The reasons I have dedicated my life to Livity is that I went to a privileged school, grew up in a upper middle class family in London and had the ability to work for almost nothing for about two years. I had the ability to swan around and interview rappers. I think I have benefitted from a completely unfair system. Livity challenges this system.
As a creative what is the relationship between space and your practice?
As a writer a conceptual creative space isn’t really a physical commodity. It’s a headspace. It’s a combination of stimulation and peace and quiet.
By stimulating environment, I mean things like the streets, cultural institutes and colourful characters in the market or a park.
Peacefulness is more about solidarity, a quiet place with no distraction. For me this is normally three o’clock in the morning, but it could easily be a little quiet room with not to many distractions, or a library.
Having a creatively rich world is about it’s cultural diversity, economic diversity and having people from all walks of life and different backgrounds in one space. It’s imperative to allow young artists, students and makers to be able to exist to ensure our environment doesn’t become stale, sterile or oversaturated with corporate companies. That’s why London is the arguably the most creative city in the world. You only have to spend an afternoon in Zurich or Brussels to see that their lack of diversity results in a lack of creatively interesting areas. The cities become devoid of inspiration or ideas.
If there are no spaces to access, areas become ghettoised and the stimulation and inspiration dries up. So while I don’t often need space, I do need to live in an area where hungry young creative people can do interesting things.
What do you think the impact of spaces in London being closed down or becoming unaffordable has had on the London’s creative scene?
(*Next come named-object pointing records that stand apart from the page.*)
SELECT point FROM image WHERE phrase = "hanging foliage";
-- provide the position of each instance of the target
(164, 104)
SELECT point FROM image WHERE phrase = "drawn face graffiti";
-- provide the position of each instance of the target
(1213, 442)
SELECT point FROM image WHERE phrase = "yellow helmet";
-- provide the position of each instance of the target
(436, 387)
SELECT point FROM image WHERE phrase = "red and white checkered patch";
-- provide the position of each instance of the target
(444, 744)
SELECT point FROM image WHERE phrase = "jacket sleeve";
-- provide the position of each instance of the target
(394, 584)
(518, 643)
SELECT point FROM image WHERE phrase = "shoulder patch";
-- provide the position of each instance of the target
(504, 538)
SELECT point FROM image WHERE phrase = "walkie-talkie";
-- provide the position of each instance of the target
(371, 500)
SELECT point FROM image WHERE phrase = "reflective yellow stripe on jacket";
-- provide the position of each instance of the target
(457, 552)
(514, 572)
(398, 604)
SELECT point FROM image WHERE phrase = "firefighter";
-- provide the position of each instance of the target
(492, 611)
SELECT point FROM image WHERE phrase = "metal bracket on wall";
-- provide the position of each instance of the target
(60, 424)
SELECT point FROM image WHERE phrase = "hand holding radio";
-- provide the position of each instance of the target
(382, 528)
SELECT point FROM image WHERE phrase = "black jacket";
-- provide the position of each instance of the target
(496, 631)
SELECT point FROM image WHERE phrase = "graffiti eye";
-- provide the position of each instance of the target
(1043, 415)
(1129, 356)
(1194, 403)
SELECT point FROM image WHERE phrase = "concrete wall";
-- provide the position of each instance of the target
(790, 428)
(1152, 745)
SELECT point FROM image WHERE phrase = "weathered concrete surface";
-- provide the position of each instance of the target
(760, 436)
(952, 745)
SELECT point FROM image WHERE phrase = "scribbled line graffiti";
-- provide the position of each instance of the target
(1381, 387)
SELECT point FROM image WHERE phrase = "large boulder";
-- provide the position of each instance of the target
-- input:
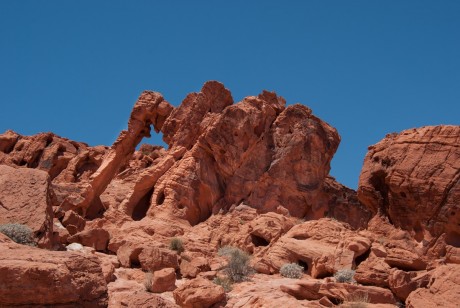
(315, 289)
(198, 293)
(413, 178)
(31, 276)
(25, 198)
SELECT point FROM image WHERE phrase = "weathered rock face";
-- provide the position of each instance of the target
(314, 289)
(256, 151)
(25, 198)
(322, 247)
(198, 293)
(252, 175)
(443, 289)
(32, 276)
(413, 178)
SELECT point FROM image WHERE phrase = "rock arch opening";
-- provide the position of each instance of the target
(259, 241)
(304, 265)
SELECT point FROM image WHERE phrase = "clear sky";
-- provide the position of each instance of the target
(366, 67)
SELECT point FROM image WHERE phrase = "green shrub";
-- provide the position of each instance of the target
(291, 270)
(19, 233)
(176, 244)
(345, 275)
(224, 282)
(238, 263)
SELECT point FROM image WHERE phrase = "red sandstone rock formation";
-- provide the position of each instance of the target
(25, 198)
(32, 276)
(413, 178)
(252, 175)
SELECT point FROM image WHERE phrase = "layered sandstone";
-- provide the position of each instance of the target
(413, 179)
(252, 174)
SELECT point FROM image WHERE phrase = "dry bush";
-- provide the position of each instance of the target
(291, 270)
(224, 282)
(176, 244)
(238, 267)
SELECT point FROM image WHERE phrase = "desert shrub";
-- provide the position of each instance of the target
(345, 275)
(356, 300)
(224, 282)
(176, 244)
(148, 281)
(291, 270)
(19, 233)
(238, 263)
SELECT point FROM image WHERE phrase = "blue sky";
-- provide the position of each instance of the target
(366, 67)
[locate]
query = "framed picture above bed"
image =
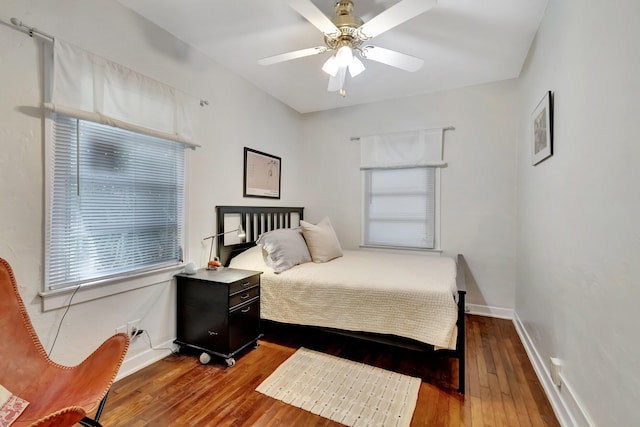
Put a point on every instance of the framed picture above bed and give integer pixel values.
(542, 125)
(261, 174)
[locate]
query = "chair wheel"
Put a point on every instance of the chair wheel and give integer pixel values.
(205, 358)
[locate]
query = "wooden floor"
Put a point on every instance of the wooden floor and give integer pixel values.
(502, 388)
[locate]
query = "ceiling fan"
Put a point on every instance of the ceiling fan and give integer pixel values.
(346, 33)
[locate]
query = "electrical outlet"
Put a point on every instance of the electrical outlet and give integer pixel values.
(132, 327)
(556, 368)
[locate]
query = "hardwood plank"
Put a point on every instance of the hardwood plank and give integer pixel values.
(502, 389)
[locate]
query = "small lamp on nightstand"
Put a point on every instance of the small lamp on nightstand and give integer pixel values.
(241, 236)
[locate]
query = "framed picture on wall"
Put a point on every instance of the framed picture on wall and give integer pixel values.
(261, 174)
(542, 126)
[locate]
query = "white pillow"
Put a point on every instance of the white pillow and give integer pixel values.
(285, 248)
(321, 240)
(251, 259)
I’m not overly gloomy about it because these things go in cycles. Also art and creativity often emerge out of deprivation.
Creatives are getting squeezed out of the city. In the 60’s the most creative part of London was Chelsea and now that area is completely devoid of creativity. Now you’ll find the interesting, young, innovative and creative people are in Deptford and Haggerston, creating mini creative ghettos.
The current crisis is the residentialisation of London. The centre of London is filling up with empty flats. These investment will at some point need to be sold or rented out, which is when they’ll realise that by killing the street life they have damaged their return. Something will have to happen to convince people to come back to these areas, which I’m sure somewhereto_ can play a role in.
Do you think there is a solution to counteract these problems?
There will have to be some government intervention at some point. Something along the lines of implementing major tax hikes for unoccupied spaces in the centre of London. Inducing a new landscape for property guardianship and a rejuvenation of youth activity.
An increase in squatting and illegal raves would help.. and be fun. We’d have to re-position squatting as an act of creating value rather than being viewed as crusty decadence. Some of the most creative times in modern history have been driven by squats. Berlin in the 80’s, New York in the 70’s. The city needs to declare itself open to young creative talent from around the world.